Standardization and Retrieval‑Augmented Generation (RAG)
To facilitate fair comparison, the authors standardized problem descriptions, ensuring uniform formatting of requirements, signatures, and dependencies. They then built a retrieval‑augmented generation pipeline (ArkFix) that first retrieves relevant code snippets from the repository and injects them into the LLM prompt. This RAG strategy compensates for the scarcity of ArkTS‑specific pre‑training data and helps the model respect ArkTS’s strict static typing and declarative UI conventions.

Experimental Evaluation
Four state‑of‑the‑art LLMs—including models running on Huawei Ascend 910B hardware—were evaluated on ArkEval using two primary metrics: Compile@1 (whether the first generated patch compiles) and Pass@1 (whether it passes the generated test suite).

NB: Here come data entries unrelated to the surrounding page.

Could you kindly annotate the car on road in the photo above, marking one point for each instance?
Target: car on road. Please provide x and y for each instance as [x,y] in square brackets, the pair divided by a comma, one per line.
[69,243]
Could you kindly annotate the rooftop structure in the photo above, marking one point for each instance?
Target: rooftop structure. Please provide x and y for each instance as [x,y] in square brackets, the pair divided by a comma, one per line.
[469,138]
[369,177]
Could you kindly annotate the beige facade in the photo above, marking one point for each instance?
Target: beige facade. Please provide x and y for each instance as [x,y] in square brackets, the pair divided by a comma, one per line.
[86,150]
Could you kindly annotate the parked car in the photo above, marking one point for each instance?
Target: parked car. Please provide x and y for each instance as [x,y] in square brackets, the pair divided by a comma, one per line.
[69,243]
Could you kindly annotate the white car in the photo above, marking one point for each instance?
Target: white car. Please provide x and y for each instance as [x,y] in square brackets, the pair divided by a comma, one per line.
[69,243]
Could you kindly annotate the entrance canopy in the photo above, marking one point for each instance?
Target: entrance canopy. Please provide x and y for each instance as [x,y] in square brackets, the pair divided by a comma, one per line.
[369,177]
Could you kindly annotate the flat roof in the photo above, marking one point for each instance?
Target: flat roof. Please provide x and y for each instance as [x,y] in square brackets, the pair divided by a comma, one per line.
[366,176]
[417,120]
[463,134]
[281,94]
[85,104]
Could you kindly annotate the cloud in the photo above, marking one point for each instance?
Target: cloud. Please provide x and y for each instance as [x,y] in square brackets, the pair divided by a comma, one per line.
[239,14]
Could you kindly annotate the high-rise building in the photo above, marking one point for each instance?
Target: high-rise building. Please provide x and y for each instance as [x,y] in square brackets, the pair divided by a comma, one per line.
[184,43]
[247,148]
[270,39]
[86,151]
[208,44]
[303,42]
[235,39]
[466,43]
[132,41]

Results reveal a sobering picture: while the models often produce syntactically plausible TypeScript code, their success rate on ArkTS‑specific compilation constraints is near zero. The most common failure mode is “semantic hallucination,” where the model generates code that looks correct but violates ArkTS rules such as the prohibition of the any type, strict layout declarations, or the special @State/@Link/@Prop decorator usage. Consequently, logical correctness is frequently achieved only after extensive manual editing.

Key Contributions

  1. ArkEval Benchmark – 502 real‑world ArkTS bugs with automatically synthesized, high‑confidence test oracles.
  2. LLM‑Vote Oracle Synthesis – A scalable method for generating execution‑based tests in low‑resource settings.
  3. ArkFix Framework – Demonstrates how retrieval‑augmented generation can improve repair for languages with strict static constraints.
  4. Empirical Insight – Highlights the current limitations of generic LLMs on ArkTS, underscoring the need for domain‑specific fine‑tuning and tighter integration of static analysis.

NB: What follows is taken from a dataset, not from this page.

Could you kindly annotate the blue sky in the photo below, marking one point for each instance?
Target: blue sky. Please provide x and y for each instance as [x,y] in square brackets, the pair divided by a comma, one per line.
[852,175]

Limitations and Future Work
The oracle generation still relies on LLMs, so residual noise may affect evaluation fidelity; a small amount of human validation was performed but not exhaustive. The evaluated models were not fine‑tuned on ArkTS data, which likely contributed to the low compile success rates. Future research directions include building a large ArkTS code corpus for pre‑training, integrating static type checkers directly into the generation loop, and extending the vote‑oracle methodology to other DSLs (e.g., Solidity, embedded C).

In summary, ArkEval fills a critical gap by providing the first executable benchmark for ArkTS automated repair, introducing innovative LLM‑driven test synthesis, and delivering a thorough empirical assessment that charts a roadmap for advancing AI‑assisted development in low‑resource, statically‑typed ecosystems.